A filha prostrou-se ao lado do féretro e recebia com frieza e certo desdém os cumprimentos do povo do axé. Até os pais e mães de santo que a viram crescer, gente que veio da Bahia, do Rio de Janeiro, para se despedir daquele homem tão querido. Os vizinhos que conheciam bem aquela história e lamentavam a morte de um grande líder que sempre ajudou a todos.

A morte era triste, mas não era nada comparada àquela situação. Um velho amigo tentou fazer uma homenagem. “Aqui não vai ter cantoria”, repreendeu a filha. Meia hora antes do enterro, o padre passou para oferecer seus préstimos, ela o escorraçou. Mesmo depois de horas ao lado do caixão, continuava incólume, sem derramar uma lágrima.

Inconformados, os filhos de santo não acreditavam que depois de tanto esforço e luta para manter uma comunidade, tudo acabaria daquela forma. A velha tia seguia estática, num transe triste, introspectivo.

Chegou a hora do enterro.
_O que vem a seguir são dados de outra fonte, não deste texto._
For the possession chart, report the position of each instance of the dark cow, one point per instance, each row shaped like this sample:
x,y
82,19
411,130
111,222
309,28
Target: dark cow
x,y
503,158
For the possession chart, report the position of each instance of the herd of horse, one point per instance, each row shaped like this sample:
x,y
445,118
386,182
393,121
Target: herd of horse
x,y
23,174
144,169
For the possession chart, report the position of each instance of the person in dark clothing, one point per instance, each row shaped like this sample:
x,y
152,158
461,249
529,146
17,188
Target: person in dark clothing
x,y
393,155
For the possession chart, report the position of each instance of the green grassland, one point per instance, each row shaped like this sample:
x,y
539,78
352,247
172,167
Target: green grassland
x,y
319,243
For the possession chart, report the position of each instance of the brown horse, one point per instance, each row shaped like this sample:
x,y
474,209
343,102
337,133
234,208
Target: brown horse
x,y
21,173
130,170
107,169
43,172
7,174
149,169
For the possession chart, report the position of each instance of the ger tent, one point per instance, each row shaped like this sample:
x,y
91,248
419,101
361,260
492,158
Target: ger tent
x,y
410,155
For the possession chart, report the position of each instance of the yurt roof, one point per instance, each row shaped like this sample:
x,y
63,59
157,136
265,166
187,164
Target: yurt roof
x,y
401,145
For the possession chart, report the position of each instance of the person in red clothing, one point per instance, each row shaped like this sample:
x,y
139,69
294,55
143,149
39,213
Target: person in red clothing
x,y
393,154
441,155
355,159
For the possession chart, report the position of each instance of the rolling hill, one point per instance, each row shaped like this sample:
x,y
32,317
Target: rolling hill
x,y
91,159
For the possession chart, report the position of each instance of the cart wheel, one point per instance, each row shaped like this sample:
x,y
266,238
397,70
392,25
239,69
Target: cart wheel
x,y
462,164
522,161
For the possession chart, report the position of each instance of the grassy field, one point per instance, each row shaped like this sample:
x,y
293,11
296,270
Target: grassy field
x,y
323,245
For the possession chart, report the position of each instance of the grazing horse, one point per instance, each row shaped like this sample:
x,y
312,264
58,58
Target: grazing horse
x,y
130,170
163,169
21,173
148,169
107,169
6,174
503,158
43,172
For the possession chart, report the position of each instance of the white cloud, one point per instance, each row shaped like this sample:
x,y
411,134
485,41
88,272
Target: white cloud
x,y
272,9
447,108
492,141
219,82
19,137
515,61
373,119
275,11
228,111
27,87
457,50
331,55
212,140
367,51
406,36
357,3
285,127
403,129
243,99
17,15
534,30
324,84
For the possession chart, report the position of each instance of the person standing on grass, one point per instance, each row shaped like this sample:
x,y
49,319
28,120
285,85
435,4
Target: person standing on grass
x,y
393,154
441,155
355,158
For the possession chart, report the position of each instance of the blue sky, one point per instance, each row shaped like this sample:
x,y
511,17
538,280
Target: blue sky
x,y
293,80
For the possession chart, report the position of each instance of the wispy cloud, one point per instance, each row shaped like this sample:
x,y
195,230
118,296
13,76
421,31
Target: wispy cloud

A filha chamou os irmãos da igreja, mas antes que pudessem pegar nas alças do caixão, as mãos fortes de seis ogans do terreiro o fizeram. A filha pensou em gritar, mas quando a voz da velha tia entoou o cântico, os ogans entenderam seu olhar e ergueram o caixão aos ombros. Um vento se desprendeu do vácuo, a filha rodopiou num giro abrupto e sentiu a força de Iansã. Em um segundo, uma multidão toda de branco tomou cada espaço.

Vieram todos os orixás, mas Iansã seguiu na frente. Sacudindo os braços, tremendo os ombros e abrindo caminho para o cortejo com sua rama de folhas de peregun. As tias da Bahia comentaram entre si:

– Oxê, mas ela não se converteu?

– Ela se converteu, mas Iansã não.

E aquele povo de branco, aquele tapete de paz e consolo, tomou conta das alamedas. Iansã se pôs na beira da sepultura, e quando o caixão bateu na terra, soltou seu brado estridente: “Hei…”, e também suas lágrimas, as lágrimas que sua filha tanto segurou.


O corpo retornou à terra, a multidão deu as costas e a vida seguiu. A filha despertou do transe, mas não conteve a tristeza. A velha tia juntou-se a ela. Choraram juntas.

– Bênção, minha mãe.

– Ô, minha filha, que pai Oxóssi te abençoe.

– Aqui tá a chave e a escritura. Vou em casa me trocar e já lhe vejo no terreiro.

– Vai, minha filha, vai que tem muito trabalho pela frente.

O marido tentou intervir, mas depois daquele olhar só teve coragem para dizer: “Vai, bem, deixa que eu tomo conta do pequeno”.